On Sunday night, the Chicago Blackhawks got their butts kicked by the Winnipeg Jets. As I looked up and down the Jets’ roster — a roster that has them somewhat surprisingly in second place in the Central Division (with two games in-hand on first place Dallas) — something struck me. How were the Jets constructed?
Kevin Cheveldayoff, who had been with the Blackhawks’ front office group for two years (and who apparently shares a birthday with me), was named the general manager of the Jets on June 8, 2011. He was immediately put in charge of a “new” franchise; the Atlanta Thrashers were moving to Winnipeg and they weren’t taking GM Rick Dudley with them.
Chevy’s first draft, in 2011, is still paying dividends on his NHL roster. His first-round pick was Mark Scheifele, and his second pick (in the third round) was Adam Lowry. Both are still big parts of the current Jets’ roster.
That’s emblematic of the Jets’ construction. They have been the opposite of the Blackhawks in that regard. Between 2011 and 2016, they hit on every one of their first-round picks:
- 2011: Mark Scheifele, C (7th overall)
- 2012: Jacob Trouba, D (9th overall)
- 2013: Josh Morrissey, D (13th overall)
- 2014: Nikolaj Ehlers, LW (13th overall)
- 2015: Kyle Connor, LW (17th overall)
- 2015: Jack Roslovic, C (25th overall)
- 2016: Patrik Laine, LW (2nd overall)
- 2016: Logan Stanley, D (18th overall)
They had one (1) pick in the top five out of those eight first-round picks over a five-year span, and they used that on Laine. All eight of these first-round picks have appeared in at least 100 regular season games, with Stanley having exactly 100 on the back of his hockey card. Three of those eight picks played against the Blackhawks last night; Ehlers and Stanley are on IR.
Now sprinkle in some of the later round hits the Jets had:
- 2011: Adam Lowry, D (3rd round)
- 2012: Connor Hellebuyck, G (5th round)
- 2013: Andrew Copp, C (4th round)
- 2015: Mason Appleton, C (6th round)
And you’re now seeing a recipe for eventual success. It’s about drafting and developing players, and affording them the time to become roster mainstays.
But that isn’t to say some of these guys didn’t work out in Winnipeg (especially Laine), and there weren’t hard decisions made along the way.
In 2019, the Jets traded Trouba to the Rangers for Neal Pionk and a first-round pick in that summer’s draft, which became defenseman Ville Heinola. In 2021, they traded Laine and Roslovic to Columbus for Pierre-Luc Dubois and a third-round pick in the 2022 draft (center Daniel Zhilkin). And at last year’s trade deadline, they sent Copp to the New York Rangers in a blockbuster that brought back Morgan Barron, a first-round pick in the 2022 draft (Brad Lambert), a second-round pick in the 2022 draft (Elias Salomonsson) and fifth-round pick in the 2023 draft.

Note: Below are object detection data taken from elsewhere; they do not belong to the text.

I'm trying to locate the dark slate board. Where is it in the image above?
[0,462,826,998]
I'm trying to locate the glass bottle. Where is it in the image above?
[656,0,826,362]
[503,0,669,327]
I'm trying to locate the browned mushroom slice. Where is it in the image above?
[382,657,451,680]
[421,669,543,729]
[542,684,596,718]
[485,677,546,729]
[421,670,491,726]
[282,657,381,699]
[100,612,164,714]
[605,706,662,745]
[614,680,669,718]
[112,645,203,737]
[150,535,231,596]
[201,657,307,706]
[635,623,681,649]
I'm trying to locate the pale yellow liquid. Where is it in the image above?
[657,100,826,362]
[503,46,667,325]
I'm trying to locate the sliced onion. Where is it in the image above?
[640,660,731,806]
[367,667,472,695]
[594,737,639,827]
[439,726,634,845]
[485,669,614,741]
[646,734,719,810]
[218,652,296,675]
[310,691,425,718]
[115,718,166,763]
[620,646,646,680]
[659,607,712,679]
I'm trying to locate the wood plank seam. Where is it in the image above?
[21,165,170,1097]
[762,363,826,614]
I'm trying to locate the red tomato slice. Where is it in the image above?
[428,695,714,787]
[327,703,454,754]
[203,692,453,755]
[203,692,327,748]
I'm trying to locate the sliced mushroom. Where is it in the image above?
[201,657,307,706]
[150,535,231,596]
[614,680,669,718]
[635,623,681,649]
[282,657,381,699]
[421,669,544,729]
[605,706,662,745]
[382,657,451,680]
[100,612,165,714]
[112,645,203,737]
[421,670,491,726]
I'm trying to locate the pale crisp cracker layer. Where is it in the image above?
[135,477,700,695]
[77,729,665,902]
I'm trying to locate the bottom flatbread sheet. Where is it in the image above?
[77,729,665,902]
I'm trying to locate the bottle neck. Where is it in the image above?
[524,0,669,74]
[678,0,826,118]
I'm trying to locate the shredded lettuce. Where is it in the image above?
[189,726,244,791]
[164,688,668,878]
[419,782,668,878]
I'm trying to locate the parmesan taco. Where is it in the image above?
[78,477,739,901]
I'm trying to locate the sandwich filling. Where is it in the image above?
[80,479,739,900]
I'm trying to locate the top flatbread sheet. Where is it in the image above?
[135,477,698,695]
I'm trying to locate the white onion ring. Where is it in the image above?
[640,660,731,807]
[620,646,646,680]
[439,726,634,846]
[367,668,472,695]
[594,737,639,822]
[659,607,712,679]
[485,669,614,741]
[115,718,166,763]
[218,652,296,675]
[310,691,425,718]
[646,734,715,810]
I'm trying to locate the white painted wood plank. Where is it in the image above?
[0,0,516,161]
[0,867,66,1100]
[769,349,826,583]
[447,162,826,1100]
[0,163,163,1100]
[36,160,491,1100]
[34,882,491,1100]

We watched Pionk, Dubois and Barron all make an impact last night. And those were three players many viewed as “key” members of their roster construction at the times of the trades.
The Jets have also received contributions from their first-round picks in 2017, 2019 and 2020 (they didn’t have one in 2018). Kristian Vesalainen, Heinola and Cole Perfetti have all appeared in NHL games already and Perfetti, their first rounder in 2020, had an assist last night.

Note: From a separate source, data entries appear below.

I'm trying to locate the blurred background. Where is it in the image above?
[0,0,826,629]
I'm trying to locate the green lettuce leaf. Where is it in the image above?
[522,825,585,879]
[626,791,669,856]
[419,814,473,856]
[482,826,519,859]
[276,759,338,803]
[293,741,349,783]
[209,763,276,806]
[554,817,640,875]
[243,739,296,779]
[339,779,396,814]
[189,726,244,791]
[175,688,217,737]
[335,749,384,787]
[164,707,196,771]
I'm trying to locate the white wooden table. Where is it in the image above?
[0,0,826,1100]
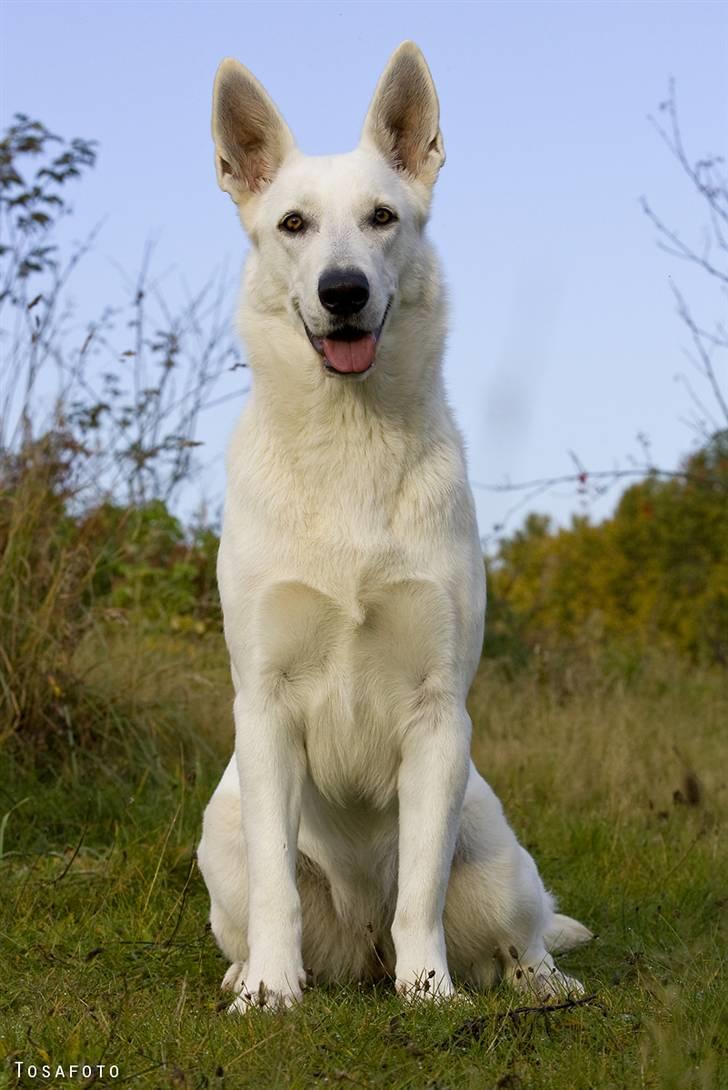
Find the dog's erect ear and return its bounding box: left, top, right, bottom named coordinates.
left=362, top=41, right=445, bottom=185
left=213, top=58, right=295, bottom=204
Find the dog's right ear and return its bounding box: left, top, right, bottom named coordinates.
left=213, top=57, right=295, bottom=204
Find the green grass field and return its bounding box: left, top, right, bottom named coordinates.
left=0, top=633, right=728, bottom=1090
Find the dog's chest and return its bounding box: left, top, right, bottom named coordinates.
left=254, top=578, right=453, bottom=806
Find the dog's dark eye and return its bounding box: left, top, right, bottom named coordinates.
left=278, top=211, right=306, bottom=234
left=372, top=205, right=397, bottom=227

The Jets haven’t seen postseason wins come from this yet, but they have a new head coach this season whose systems appear to be working significantly better than what they did last year when Paul Maurice abruptly left and the season spiraled off the rails. This season, they look like a tough beat with Hellebuyck playing well in net and their core — built through the draft — competing every night.
My point: the draft is critical to any team that wants to build sustainable success. As the comments during and after games become increasingly critical of the Blackhawks’ current roster construction, we all need to keep in mind what the end game is all about. General Manager Kyle Davidson knows he needs to draft well to win big. And the system he inherited wasn’t good enough, especially at forward, to make incremental moves. He needed to swing big, and did that starting last year during the season and at the draft.
“Rome wasn’t built in a day” and neither are playoff/championship contending rosters. We should know this; the Blackhawks’ dynasty roster(s) weren’t built overnight, either. It took years of the right picks and appropriate development for the Hawks to get to the mountain top.
So when the Blackhawks get their tails whipped by a team like Winnipeg, take a look at how their roster was built. You’ll probably find that many of the teams at/near the top of the standings were built through the draft with some tough decisions (trades) along the way.